If `timespan` is provided it filters the returned paths to those
fully covering the requested interval.
.. py:method:: Timeseries.get_ts(vn, comp, timespan=None, slicing=False, regrid=False, dlat=1, dlon=1) :module: x4c.case
Open and return a Dataset for `vn` on `comp`.
Applies optional slicing and regridding before returning the
Dataset; does not cache the result.
.. py:method:: Timeseries.load(vn, vtype=None, comp=None, hstr=None, timespan=None, load_idx=-1, verbose=True, reload=False, **kws) :module: x4c.case
Load a variable or derived diagnostic into `self.ds`.

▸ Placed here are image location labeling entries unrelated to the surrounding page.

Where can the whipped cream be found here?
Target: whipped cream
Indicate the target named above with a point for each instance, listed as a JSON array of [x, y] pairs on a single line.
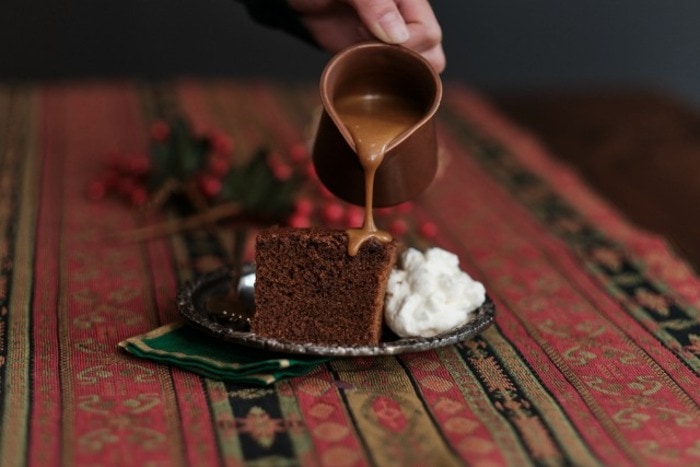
[[430, 294]]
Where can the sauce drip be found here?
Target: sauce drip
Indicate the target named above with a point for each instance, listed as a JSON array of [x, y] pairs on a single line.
[[374, 121]]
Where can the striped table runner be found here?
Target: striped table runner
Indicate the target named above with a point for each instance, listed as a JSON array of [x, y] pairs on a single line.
[[594, 358]]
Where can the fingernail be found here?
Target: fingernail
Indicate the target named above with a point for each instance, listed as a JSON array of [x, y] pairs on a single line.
[[394, 28]]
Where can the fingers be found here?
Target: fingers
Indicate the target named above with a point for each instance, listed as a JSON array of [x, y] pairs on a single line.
[[383, 19], [411, 23]]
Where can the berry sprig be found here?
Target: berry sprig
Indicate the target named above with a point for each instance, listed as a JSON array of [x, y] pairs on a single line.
[[199, 171]]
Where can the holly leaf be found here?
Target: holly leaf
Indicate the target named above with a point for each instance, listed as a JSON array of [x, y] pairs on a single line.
[[255, 187]]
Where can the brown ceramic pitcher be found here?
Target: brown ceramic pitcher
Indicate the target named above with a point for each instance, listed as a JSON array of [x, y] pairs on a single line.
[[410, 160]]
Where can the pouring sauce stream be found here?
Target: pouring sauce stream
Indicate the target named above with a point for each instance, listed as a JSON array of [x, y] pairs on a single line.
[[374, 121]]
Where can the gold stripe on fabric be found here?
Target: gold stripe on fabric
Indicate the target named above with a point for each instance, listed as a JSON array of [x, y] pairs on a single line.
[[225, 423], [222, 414], [15, 417], [547, 407], [504, 436], [294, 420], [395, 426]]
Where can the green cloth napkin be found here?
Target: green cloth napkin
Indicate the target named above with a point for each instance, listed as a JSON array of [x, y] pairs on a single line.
[[185, 347]]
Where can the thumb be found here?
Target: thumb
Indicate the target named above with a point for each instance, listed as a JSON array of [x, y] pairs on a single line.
[[383, 19]]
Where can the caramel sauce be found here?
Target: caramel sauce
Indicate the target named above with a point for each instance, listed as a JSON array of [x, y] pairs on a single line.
[[374, 121]]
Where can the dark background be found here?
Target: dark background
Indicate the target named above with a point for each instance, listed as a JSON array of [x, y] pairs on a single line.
[[493, 45]]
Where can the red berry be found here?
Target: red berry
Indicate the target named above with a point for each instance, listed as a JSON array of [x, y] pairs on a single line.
[[428, 229], [210, 186], [298, 153], [333, 212], [97, 190], [398, 227], [325, 192], [126, 185], [354, 216], [115, 160], [281, 171], [299, 221], [303, 206], [160, 131]]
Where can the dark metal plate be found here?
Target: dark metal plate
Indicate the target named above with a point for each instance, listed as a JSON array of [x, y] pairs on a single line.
[[193, 297]]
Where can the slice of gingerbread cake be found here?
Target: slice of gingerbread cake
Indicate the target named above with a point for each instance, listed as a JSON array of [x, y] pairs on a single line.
[[309, 289]]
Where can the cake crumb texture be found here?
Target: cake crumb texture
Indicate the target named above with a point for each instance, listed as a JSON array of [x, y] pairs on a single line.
[[309, 289]]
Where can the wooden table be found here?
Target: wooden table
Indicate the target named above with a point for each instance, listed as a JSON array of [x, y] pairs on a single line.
[[594, 357]]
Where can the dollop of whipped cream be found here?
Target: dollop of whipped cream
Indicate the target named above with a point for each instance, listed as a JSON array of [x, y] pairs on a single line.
[[430, 295]]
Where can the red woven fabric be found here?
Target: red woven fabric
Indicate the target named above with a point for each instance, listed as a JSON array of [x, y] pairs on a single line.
[[594, 358]]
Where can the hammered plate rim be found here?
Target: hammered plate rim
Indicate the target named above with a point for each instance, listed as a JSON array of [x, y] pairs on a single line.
[[483, 318]]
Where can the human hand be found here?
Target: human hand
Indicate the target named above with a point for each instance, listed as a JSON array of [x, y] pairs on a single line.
[[336, 24]]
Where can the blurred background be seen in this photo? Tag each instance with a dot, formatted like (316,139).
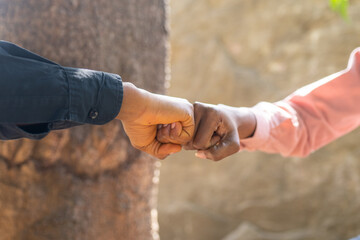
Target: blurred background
(240,52)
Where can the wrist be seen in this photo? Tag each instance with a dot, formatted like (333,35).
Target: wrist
(246,122)
(134,102)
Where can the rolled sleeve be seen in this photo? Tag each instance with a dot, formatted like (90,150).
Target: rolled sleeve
(94,97)
(37,95)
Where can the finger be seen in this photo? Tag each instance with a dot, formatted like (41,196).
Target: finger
(175,133)
(206,129)
(163,135)
(170,133)
(168,149)
(226,147)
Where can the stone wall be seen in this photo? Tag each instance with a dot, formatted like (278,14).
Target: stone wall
(240,52)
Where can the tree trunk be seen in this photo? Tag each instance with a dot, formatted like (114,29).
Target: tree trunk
(86,182)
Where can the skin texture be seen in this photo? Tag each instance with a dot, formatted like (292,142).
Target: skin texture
(142,112)
(218,130)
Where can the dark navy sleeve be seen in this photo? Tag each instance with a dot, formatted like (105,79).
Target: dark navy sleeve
(37,95)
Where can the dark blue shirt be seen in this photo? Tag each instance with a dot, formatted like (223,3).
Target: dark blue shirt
(38,95)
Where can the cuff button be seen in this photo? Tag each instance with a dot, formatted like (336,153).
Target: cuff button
(93,114)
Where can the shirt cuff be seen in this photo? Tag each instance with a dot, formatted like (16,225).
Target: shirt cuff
(262,131)
(94,97)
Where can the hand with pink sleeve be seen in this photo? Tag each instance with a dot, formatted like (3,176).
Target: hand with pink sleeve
(306,120)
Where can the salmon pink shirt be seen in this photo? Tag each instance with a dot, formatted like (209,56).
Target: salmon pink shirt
(311,117)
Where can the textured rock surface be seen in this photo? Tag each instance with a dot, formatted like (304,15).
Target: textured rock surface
(87,183)
(239,52)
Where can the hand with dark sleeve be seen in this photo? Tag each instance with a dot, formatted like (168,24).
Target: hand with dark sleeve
(37,96)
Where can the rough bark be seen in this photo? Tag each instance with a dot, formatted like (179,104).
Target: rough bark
(86,182)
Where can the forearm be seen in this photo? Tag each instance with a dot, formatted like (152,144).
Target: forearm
(311,117)
(37,92)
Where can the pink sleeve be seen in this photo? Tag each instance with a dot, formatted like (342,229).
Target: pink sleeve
(311,117)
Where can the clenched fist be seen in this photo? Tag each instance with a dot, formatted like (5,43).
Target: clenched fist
(141,112)
(218,130)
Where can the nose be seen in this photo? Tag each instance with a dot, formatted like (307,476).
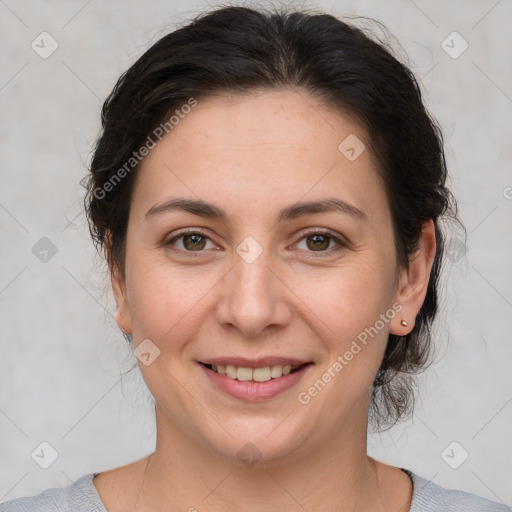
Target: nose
(253,297)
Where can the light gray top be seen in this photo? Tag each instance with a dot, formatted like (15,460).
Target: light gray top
(81,496)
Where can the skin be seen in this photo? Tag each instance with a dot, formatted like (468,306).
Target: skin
(252,156)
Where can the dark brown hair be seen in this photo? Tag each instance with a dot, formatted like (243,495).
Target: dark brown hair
(239,50)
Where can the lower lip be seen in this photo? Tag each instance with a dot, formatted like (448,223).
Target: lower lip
(253,391)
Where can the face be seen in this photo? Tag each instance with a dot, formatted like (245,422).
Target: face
(247,272)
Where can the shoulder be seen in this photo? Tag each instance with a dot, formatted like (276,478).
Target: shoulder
(80,496)
(430,497)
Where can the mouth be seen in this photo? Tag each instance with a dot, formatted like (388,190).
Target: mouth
(258,374)
(257,382)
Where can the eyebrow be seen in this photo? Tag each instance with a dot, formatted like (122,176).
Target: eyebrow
(203,209)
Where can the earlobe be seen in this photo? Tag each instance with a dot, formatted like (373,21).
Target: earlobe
(413,282)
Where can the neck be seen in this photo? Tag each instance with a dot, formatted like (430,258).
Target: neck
(184,474)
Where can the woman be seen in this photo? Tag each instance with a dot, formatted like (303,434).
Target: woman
(268,190)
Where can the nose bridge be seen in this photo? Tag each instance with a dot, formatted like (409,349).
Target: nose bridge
(251,297)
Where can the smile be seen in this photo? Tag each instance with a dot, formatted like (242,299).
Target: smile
(254,384)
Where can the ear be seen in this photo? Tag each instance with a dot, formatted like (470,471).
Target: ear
(413,282)
(117,280)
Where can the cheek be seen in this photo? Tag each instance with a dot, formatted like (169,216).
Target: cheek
(166,303)
(350,297)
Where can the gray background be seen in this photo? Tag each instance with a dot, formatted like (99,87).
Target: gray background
(62,356)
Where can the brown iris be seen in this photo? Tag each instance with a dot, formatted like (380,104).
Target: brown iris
(194,241)
(320,242)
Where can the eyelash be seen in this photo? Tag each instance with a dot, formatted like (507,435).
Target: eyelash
(323,232)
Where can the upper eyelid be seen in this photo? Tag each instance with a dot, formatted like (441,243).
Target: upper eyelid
(339,239)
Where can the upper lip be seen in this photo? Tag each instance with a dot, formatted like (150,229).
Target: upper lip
(254,363)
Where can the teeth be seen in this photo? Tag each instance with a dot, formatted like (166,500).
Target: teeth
(257,374)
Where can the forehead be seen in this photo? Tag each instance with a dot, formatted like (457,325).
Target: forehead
(269,147)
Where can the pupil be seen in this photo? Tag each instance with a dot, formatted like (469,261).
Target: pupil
(194,242)
(320,241)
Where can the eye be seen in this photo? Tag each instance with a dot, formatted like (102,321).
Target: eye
(321,241)
(192,240)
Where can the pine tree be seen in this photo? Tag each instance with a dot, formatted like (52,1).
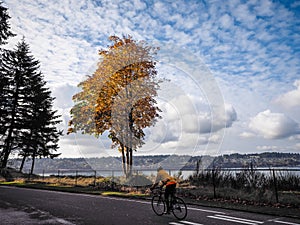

Automatically detects whether `vn` is a raw timeseries or a
derived diagnostic and loads or computes it. Results are stored
in `self.ds[vn]`.
.. py:method:: Timeseries.plot(spell, t_idx=None, regrid=False, gs=’T’, ssv=’SSH’, recalculate_ssv=False, timespan=None, **kws) :module: x4c.case
Plot a computed diagnostic `spell`.
Detects plot type (map, ts, zm, yz) from the DataArray and
dispatches to the plotting helpers in `diags`/`visual`.
.. py:method:: Timeseries.quickview(timespan=None, nrow=None, ncol=None, wspace=0.3, hspace=0.5, ax_loc=None, figsize=None, stat_period=-50, roll_int=50, ylim_dict=None, spells=None, recalculate=False) :module: x4c.case
Create a multi-panel overview figure for a selection of spells.
Returns `(fig, ax)` where `ax` is a dict of axes keyed by spell
keys.
.. py:method:: Timeseries.save_means(vn, comp, output_dirpath, timespan, slicing=False, regrid=False, dlat=1, dlon=1, overwrite=False) :module: x4c.case
Save seasonal and annual mean files for `vn` into `output_dirpath`.
Writes files for ANN, DJF, MAM, JJA and SON for the given
`timespan` and optionally regrids results.